Description Tomáš Nožička 2019-07-04 06:19:25 UTC

Jul 03 06:53:08.682 W ns/openshift-monitoring pod/node-exporter-zh4jj node/ip-10-0-136-122.ec2.internal invariant violation (bug): pod should not transition Running->Pending even when terminated


https://prow.svc.ci.openshift.org/view/gcs/origin-ci-test/logs/release-openshift-origin-installer-e2e-aws-upgrade-rollback-4.1/86

Comment 1 Stefan Schimanski 2019-07-26 15:38:25 UTC

Also seen in https://prow.svc.ci.openshift.org/view/gcs/origin-ci-test/logs/release-openshift-origin-installer-e2e-aws-upgrade-4.1/208

Comment 2 Seth Jennings 2019-07-29 19:44:14 UTC

I do wonder if this is happening when the node reboots.

When the kubelet goes down on a reboot, the pods stay running and there is nothing to report to the apiserver when the pods go down on node shutdown.

Maybe the kubelet is coming back up, gets the list of pods, and moves from Running->Pending since the pod is indeed not running.  Then attempts to start it and then it transitions back to running.

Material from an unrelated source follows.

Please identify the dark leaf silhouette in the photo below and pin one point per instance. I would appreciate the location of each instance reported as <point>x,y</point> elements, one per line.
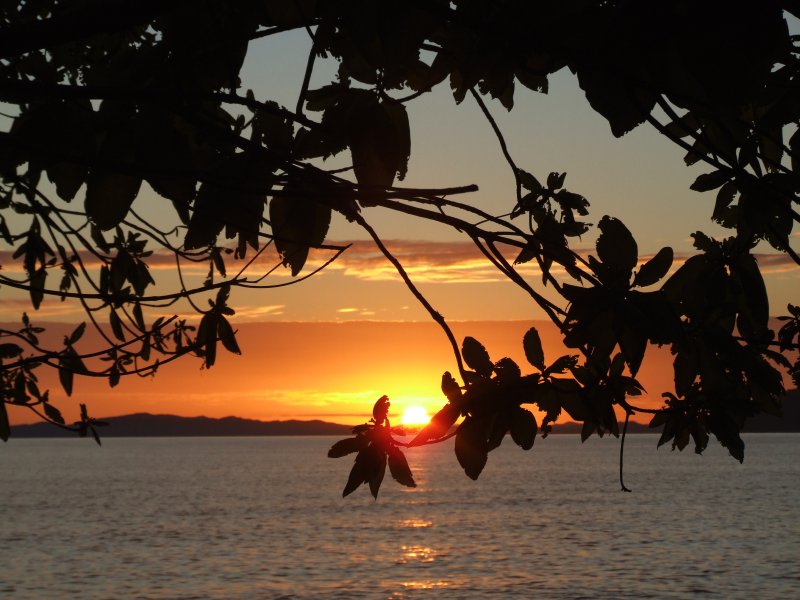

I'm not entirely sure that this is illegal in that case.

A quick check shows that this definitely doesn't happen every time.  I rebooted a node and did a watch on pods, when the kubelet came back, all the pods statuses were updated once but the state remained Running.

Comment 3 Tomáš Nožička 2019-08-12 13:50:17 UTC

also seen in https://prow.svc.ci.openshift.org/view/gcs/origin-ci-test/logs/release-openshift-ocp-installer-e2e-aws-4.2/343

Aug 12 09:45:18.278 W ns/openshift-machine-config-operator pod/machine-config-daemon-skpkw node/ip-10-0-140-14.ec2.internal invariant violation (bug): pod should not transition Running->Pending even when terminated

Comment 4 Seth Jennings 2019-08-12 21:55:43 UTC

I tried to recreate this a few ways without success.  The pod lifecycle has never been formalized, but is seems that Running -> Pending should not be allow.  However, it is not explicitly disallowed and seems like it wouldn't cause an issue, unlike the Failed -> Succeeded transitions we've seen in the past.

Comment 8 Ryan Phillips 2020-04-06 21:07:39 UTC


*** This bug has been marked as a duplicate of bug 1810652 ***